The Glass Menagerie

Tennessee Williams
Salisbury Playhouse and Shared Experience
Salisbury Playhouse
(2010)

Publicity photo

Is there a student of social misfits in American Society quite as keen eyed as Tennessee Williams?

Blanche in A Streetcar Named Desire, Brick in Cat on a Hot Tin Roof yet first came the frigid Laura in The Glass Menagerie (1944) now lovingly revived by Polly Teale and Shared Experience in a new production which opened last week at Salisbury Playhouse.

The role of Laura is delicately played by Emma Lowndes whose early career has included, already, awards for her performance in The Seagull at Manchester Royal Exchange.

However, the core of this excellent revival is the performance of Imogen Stubbs as Southern Belle Amanda, the matriarchal figure in what is, after all, a powerful recollection of the playwright's own family and their circumstances.

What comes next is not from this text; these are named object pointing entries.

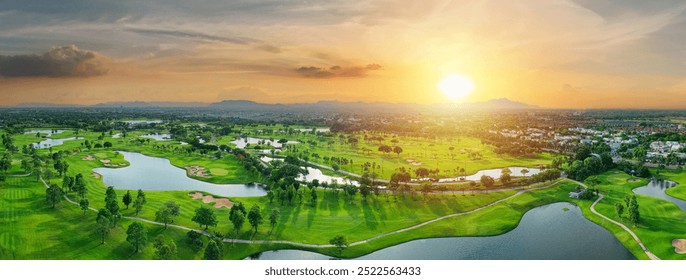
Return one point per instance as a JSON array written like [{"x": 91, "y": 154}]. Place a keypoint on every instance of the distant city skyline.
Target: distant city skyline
[{"x": 577, "y": 54}]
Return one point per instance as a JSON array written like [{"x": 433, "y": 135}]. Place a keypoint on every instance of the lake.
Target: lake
[
  {"x": 657, "y": 188},
  {"x": 158, "y": 174},
  {"x": 495, "y": 173},
  {"x": 314, "y": 173},
  {"x": 47, "y": 143},
  {"x": 158, "y": 136},
  {"x": 49, "y": 132},
  {"x": 545, "y": 233},
  {"x": 241, "y": 143}
]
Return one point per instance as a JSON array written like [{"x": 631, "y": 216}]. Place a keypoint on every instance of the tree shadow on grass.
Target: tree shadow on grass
[{"x": 369, "y": 217}]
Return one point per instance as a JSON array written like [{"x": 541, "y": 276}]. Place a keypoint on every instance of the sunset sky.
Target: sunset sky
[{"x": 550, "y": 53}]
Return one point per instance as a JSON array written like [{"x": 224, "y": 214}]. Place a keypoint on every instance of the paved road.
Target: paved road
[{"x": 638, "y": 240}]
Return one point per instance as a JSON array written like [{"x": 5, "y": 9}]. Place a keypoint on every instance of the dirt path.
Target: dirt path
[{"x": 600, "y": 197}]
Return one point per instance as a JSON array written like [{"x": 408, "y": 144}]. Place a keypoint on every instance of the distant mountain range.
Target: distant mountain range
[{"x": 324, "y": 106}]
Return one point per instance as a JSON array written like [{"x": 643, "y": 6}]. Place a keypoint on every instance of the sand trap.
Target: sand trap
[
  {"x": 218, "y": 202},
  {"x": 679, "y": 245},
  {"x": 197, "y": 171}
]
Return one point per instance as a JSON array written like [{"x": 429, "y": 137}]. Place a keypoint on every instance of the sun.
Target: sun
[{"x": 456, "y": 87}]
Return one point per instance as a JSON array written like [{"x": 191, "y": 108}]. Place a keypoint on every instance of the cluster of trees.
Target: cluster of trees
[
  {"x": 138, "y": 203},
  {"x": 388, "y": 149},
  {"x": 634, "y": 169},
  {"x": 8, "y": 142},
  {"x": 97, "y": 145},
  {"x": 589, "y": 160},
  {"x": 630, "y": 207},
  {"x": 6, "y": 162}
]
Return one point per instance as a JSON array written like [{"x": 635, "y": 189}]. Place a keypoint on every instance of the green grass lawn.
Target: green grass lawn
[
  {"x": 30, "y": 229},
  {"x": 431, "y": 153},
  {"x": 661, "y": 221},
  {"x": 28, "y": 225}
]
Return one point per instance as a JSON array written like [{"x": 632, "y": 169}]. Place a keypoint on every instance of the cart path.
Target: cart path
[
  {"x": 309, "y": 245},
  {"x": 638, "y": 240}
]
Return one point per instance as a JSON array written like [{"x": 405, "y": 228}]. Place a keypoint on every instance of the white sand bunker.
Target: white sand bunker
[
  {"x": 218, "y": 202},
  {"x": 198, "y": 171},
  {"x": 679, "y": 245}
]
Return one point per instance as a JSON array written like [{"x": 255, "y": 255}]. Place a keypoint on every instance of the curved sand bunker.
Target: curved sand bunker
[
  {"x": 218, "y": 202},
  {"x": 679, "y": 245},
  {"x": 197, "y": 171}
]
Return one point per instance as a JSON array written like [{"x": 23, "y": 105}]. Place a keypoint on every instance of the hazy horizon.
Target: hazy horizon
[{"x": 561, "y": 54}]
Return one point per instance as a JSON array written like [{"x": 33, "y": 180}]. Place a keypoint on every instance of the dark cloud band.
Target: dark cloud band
[
  {"x": 67, "y": 61},
  {"x": 336, "y": 71}
]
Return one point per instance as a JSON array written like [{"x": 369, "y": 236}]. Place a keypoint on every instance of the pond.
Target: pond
[
  {"x": 47, "y": 143},
  {"x": 158, "y": 136},
  {"x": 495, "y": 173},
  {"x": 544, "y": 233},
  {"x": 49, "y": 132},
  {"x": 242, "y": 142},
  {"x": 657, "y": 188},
  {"x": 158, "y": 174},
  {"x": 142, "y": 122},
  {"x": 318, "y": 130}
]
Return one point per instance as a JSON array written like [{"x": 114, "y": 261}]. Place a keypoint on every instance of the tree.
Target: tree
[
  {"x": 141, "y": 196},
  {"x": 53, "y": 195},
  {"x": 80, "y": 186},
  {"x": 164, "y": 250},
  {"x": 112, "y": 204},
  {"x": 174, "y": 209},
  {"x": 274, "y": 217},
  {"x": 67, "y": 183},
  {"x": 313, "y": 195},
  {"x": 127, "y": 199},
  {"x": 103, "y": 227},
  {"x": 487, "y": 181},
  {"x": 238, "y": 220},
  {"x": 194, "y": 240},
  {"x": 84, "y": 205},
  {"x": 634, "y": 215},
  {"x": 427, "y": 187},
  {"x": 211, "y": 251},
  {"x": 163, "y": 215},
  {"x": 619, "y": 207},
  {"x": 140, "y": 201},
  {"x": 505, "y": 178},
  {"x": 255, "y": 217},
  {"x": 205, "y": 217},
  {"x": 339, "y": 241},
  {"x": 136, "y": 235},
  {"x": 397, "y": 150}
]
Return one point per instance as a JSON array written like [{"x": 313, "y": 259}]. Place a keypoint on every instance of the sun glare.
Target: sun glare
[{"x": 456, "y": 87}]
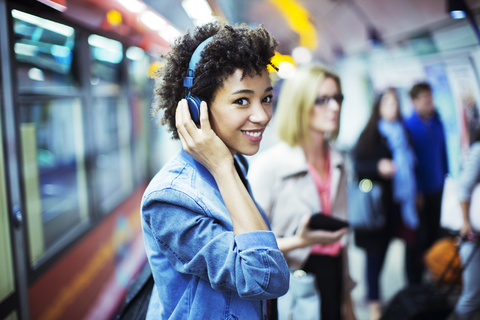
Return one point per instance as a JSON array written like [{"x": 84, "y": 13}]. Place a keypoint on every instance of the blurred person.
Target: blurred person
[
  {"x": 469, "y": 301},
  {"x": 383, "y": 155},
  {"x": 209, "y": 246},
  {"x": 302, "y": 175},
  {"x": 428, "y": 140}
]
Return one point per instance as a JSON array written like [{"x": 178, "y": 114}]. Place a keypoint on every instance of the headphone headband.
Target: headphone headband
[{"x": 196, "y": 56}]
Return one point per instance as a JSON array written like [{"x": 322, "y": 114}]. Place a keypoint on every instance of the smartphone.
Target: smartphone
[{"x": 320, "y": 221}]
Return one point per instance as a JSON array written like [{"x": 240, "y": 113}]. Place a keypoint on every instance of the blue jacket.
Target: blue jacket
[
  {"x": 428, "y": 141},
  {"x": 201, "y": 269}
]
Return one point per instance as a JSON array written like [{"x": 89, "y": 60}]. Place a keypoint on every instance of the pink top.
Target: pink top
[{"x": 323, "y": 188}]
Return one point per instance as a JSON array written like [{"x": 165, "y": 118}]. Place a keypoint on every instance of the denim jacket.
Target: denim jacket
[{"x": 201, "y": 269}]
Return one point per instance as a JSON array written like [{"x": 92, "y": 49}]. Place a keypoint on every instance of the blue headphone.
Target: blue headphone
[{"x": 194, "y": 101}]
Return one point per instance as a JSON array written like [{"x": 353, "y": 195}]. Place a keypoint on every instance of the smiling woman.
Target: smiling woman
[{"x": 209, "y": 246}]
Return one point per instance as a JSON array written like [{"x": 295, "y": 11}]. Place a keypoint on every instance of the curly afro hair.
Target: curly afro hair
[{"x": 232, "y": 48}]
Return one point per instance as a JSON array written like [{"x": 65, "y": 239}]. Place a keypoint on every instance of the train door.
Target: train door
[{"x": 13, "y": 274}]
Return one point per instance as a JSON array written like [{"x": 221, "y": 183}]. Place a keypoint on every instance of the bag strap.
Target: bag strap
[
  {"x": 459, "y": 274},
  {"x": 138, "y": 294}
]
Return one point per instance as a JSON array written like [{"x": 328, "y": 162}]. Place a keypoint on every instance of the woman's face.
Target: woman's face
[
  {"x": 325, "y": 115},
  {"x": 240, "y": 111},
  {"x": 389, "y": 106}
]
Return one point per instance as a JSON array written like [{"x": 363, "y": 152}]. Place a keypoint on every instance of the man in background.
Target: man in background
[{"x": 428, "y": 140}]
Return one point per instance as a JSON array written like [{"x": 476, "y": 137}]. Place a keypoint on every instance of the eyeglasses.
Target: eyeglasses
[{"x": 324, "y": 100}]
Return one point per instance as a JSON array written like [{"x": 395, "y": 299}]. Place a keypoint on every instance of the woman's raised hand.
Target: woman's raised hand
[
  {"x": 202, "y": 143},
  {"x": 311, "y": 237}
]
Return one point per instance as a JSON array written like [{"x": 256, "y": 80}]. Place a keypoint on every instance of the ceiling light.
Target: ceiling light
[
  {"x": 169, "y": 33},
  {"x": 458, "y": 14},
  {"x": 301, "y": 55},
  {"x": 133, "y": 5},
  {"x": 198, "y": 10},
  {"x": 285, "y": 70},
  {"x": 457, "y": 9},
  {"x": 135, "y": 53},
  {"x": 152, "y": 20},
  {"x": 46, "y": 24}
]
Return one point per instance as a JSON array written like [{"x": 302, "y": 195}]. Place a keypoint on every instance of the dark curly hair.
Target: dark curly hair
[{"x": 231, "y": 48}]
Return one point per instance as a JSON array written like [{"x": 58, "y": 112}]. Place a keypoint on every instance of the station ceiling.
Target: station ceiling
[{"x": 329, "y": 28}]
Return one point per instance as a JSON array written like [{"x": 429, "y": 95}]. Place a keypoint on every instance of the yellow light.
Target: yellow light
[
  {"x": 279, "y": 58},
  {"x": 114, "y": 17},
  {"x": 299, "y": 20},
  {"x": 153, "y": 69}
]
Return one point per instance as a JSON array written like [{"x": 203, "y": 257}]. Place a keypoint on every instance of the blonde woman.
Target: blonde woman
[{"x": 303, "y": 175}]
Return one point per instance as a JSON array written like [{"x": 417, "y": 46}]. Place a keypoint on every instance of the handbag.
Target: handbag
[
  {"x": 443, "y": 261},
  {"x": 136, "y": 302},
  {"x": 302, "y": 301},
  {"x": 365, "y": 205},
  {"x": 451, "y": 212}
]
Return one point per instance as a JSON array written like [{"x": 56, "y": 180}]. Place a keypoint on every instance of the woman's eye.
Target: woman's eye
[
  {"x": 242, "y": 102},
  {"x": 267, "y": 99}
]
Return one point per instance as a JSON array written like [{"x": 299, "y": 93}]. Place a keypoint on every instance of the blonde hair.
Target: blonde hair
[{"x": 296, "y": 100}]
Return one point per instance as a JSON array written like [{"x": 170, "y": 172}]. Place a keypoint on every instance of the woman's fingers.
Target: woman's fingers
[
  {"x": 204, "y": 120},
  {"x": 182, "y": 120}
]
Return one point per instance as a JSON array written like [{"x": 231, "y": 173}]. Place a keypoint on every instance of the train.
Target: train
[{"x": 79, "y": 144}]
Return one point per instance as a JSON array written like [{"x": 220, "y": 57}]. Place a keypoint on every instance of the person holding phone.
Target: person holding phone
[
  {"x": 209, "y": 246},
  {"x": 302, "y": 175}
]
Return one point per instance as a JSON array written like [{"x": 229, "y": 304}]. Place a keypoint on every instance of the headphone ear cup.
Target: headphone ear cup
[{"x": 194, "y": 107}]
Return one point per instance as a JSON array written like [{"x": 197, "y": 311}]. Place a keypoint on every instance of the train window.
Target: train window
[
  {"x": 106, "y": 56},
  {"x": 54, "y": 173},
  {"x": 112, "y": 129},
  {"x": 43, "y": 50},
  {"x": 7, "y": 286},
  {"x": 141, "y": 91}
]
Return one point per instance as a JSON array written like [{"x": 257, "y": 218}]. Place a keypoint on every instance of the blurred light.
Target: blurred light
[
  {"x": 133, "y": 5},
  {"x": 104, "y": 43},
  {"x": 60, "y": 5},
  {"x": 301, "y": 55},
  {"x": 60, "y": 51},
  {"x": 114, "y": 17},
  {"x": 36, "y": 74},
  {"x": 46, "y": 24},
  {"x": 94, "y": 81},
  {"x": 457, "y": 8},
  {"x": 365, "y": 185},
  {"x": 135, "y": 53},
  {"x": 279, "y": 58},
  {"x": 299, "y": 20},
  {"x": 285, "y": 69},
  {"x": 107, "y": 50},
  {"x": 153, "y": 67},
  {"x": 169, "y": 33},
  {"x": 458, "y": 14},
  {"x": 198, "y": 10},
  {"x": 374, "y": 37},
  {"x": 25, "y": 49},
  {"x": 152, "y": 20}
]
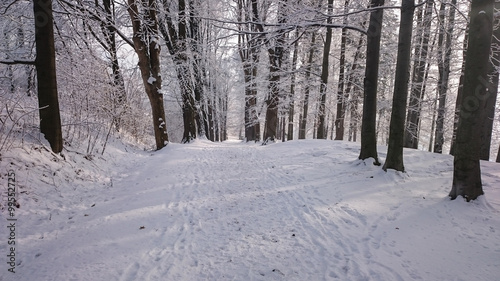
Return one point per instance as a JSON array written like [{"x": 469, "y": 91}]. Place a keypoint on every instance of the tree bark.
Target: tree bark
[
  {"x": 368, "y": 126},
  {"x": 466, "y": 165},
  {"x": 418, "y": 77},
  {"x": 145, "y": 33},
  {"x": 249, "y": 43},
  {"x": 291, "y": 111},
  {"x": 444, "y": 72},
  {"x": 341, "y": 96},
  {"x": 493, "y": 73},
  {"x": 275, "y": 63},
  {"x": 394, "y": 158},
  {"x": 45, "y": 63},
  {"x": 305, "y": 102}
]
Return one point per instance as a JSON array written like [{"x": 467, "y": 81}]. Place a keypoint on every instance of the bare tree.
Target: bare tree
[
  {"x": 466, "y": 166},
  {"x": 368, "y": 126},
  {"x": 418, "y": 81},
  {"x": 146, "y": 45},
  {"x": 493, "y": 75},
  {"x": 321, "y": 131},
  {"x": 444, "y": 56},
  {"x": 50, "y": 119}
]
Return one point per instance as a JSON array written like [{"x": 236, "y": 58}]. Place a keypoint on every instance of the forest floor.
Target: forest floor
[{"x": 300, "y": 210}]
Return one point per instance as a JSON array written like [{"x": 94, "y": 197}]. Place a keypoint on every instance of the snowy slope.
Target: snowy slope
[{"x": 301, "y": 210}]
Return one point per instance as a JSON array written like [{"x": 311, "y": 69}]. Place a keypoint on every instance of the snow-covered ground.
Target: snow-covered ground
[{"x": 300, "y": 210}]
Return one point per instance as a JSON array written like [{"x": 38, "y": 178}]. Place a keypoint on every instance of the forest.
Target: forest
[
  {"x": 378, "y": 73},
  {"x": 78, "y": 72},
  {"x": 250, "y": 139}
]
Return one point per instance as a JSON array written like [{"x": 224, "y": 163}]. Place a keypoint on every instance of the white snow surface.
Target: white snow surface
[{"x": 299, "y": 210}]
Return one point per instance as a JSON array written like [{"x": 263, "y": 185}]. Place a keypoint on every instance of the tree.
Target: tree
[
  {"x": 249, "y": 44},
  {"x": 418, "y": 75},
  {"x": 493, "y": 75},
  {"x": 321, "y": 133},
  {"x": 444, "y": 56},
  {"x": 466, "y": 166},
  {"x": 146, "y": 45},
  {"x": 341, "y": 96},
  {"x": 180, "y": 31},
  {"x": 394, "y": 158},
  {"x": 293, "y": 79},
  {"x": 275, "y": 63},
  {"x": 307, "y": 90},
  {"x": 45, "y": 63},
  {"x": 368, "y": 126}
]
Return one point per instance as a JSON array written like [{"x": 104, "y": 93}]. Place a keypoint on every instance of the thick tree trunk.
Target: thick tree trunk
[
  {"x": 145, "y": 32},
  {"x": 321, "y": 131},
  {"x": 353, "y": 124},
  {"x": 418, "y": 85},
  {"x": 444, "y": 72},
  {"x": 394, "y": 158},
  {"x": 368, "y": 126},
  {"x": 341, "y": 96},
  {"x": 45, "y": 63},
  {"x": 305, "y": 102},
  {"x": 291, "y": 111},
  {"x": 498, "y": 155},
  {"x": 249, "y": 44},
  {"x": 459, "y": 92},
  {"x": 492, "y": 85},
  {"x": 466, "y": 168},
  {"x": 109, "y": 31}
]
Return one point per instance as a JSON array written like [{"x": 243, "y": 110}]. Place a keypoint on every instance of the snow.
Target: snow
[
  {"x": 300, "y": 210},
  {"x": 151, "y": 80}
]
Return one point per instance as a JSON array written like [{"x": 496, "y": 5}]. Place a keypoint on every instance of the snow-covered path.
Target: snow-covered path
[{"x": 303, "y": 210}]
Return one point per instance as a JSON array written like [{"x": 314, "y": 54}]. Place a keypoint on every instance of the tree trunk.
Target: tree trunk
[
  {"x": 418, "y": 85},
  {"x": 394, "y": 158},
  {"x": 145, "y": 32},
  {"x": 459, "y": 92},
  {"x": 45, "y": 63},
  {"x": 249, "y": 43},
  {"x": 321, "y": 131},
  {"x": 291, "y": 111},
  {"x": 498, "y": 155},
  {"x": 492, "y": 84},
  {"x": 368, "y": 126},
  {"x": 444, "y": 73},
  {"x": 305, "y": 102},
  {"x": 466, "y": 166},
  {"x": 341, "y": 96}
]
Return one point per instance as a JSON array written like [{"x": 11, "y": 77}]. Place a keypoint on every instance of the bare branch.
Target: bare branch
[
  {"x": 99, "y": 19},
  {"x": 15, "y": 61}
]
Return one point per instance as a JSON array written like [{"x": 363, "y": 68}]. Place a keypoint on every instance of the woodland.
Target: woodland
[{"x": 406, "y": 74}]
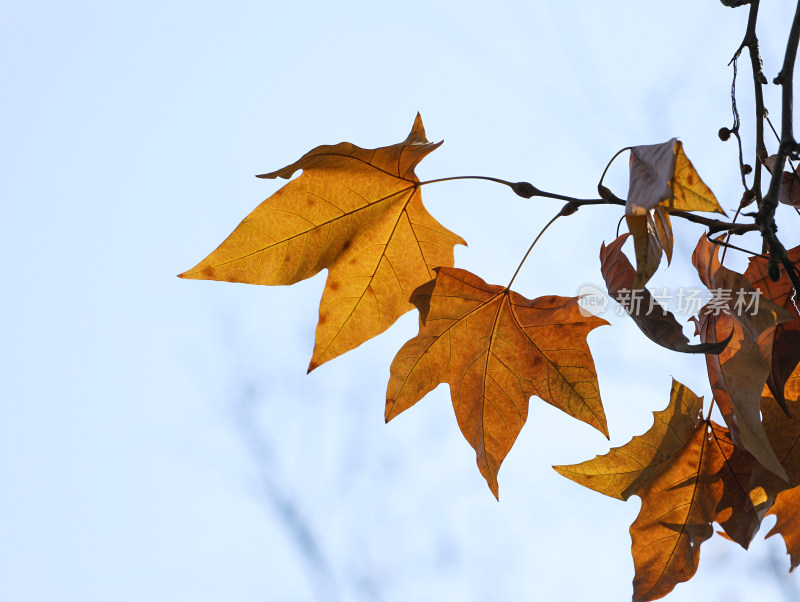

Stubbs gives us a nicely understated account of the inadequate, self-centred mother protesting concern for her inhibited daughter's future while locked in absorption in her own lost youth.

In fact the southern drawl presents some of us with a little local difficulty in the early moments as narrator Tom, also a central figure in the household, gets the recapitulation underway.

These are, of course, early days in the run and the dialogue, not always the easiest for English enthusiasts any way, is soon flowing smoothly.

In this, arguably the most autobiographic of Williams's work, Tom is the personification of Williams himself - who similarly followed his father, whose figure dominates the stage from a photograph on the sideboard, away from the domestic scene.

Naomi Dawson's design, too, is faithful to Williams and his time. In addition to the clattering staircase of the familiar tenement, there is also the interjection of movie footage, not simply to symbolise Tom's so-called fascination with late picture shows but, more important, to evoke the post-depression thirties which were "the golden age" of cinema.

And if the set is sympathetic without distraction, so too is the music, hauntingly mirroring the visual sense of nostalgia with a nice gesture to the age of the phonograph.

So much, of course, hangs on the teasingly delayed arrival of the "Gentleman Caller" who, in the easy presence of Kyle Soller, brings just enough charm and personality to fascinate his adoring audience before dashing their fragile hopes and expectations.

The production continues at Salisbury Playhouse until Saturday 20th March.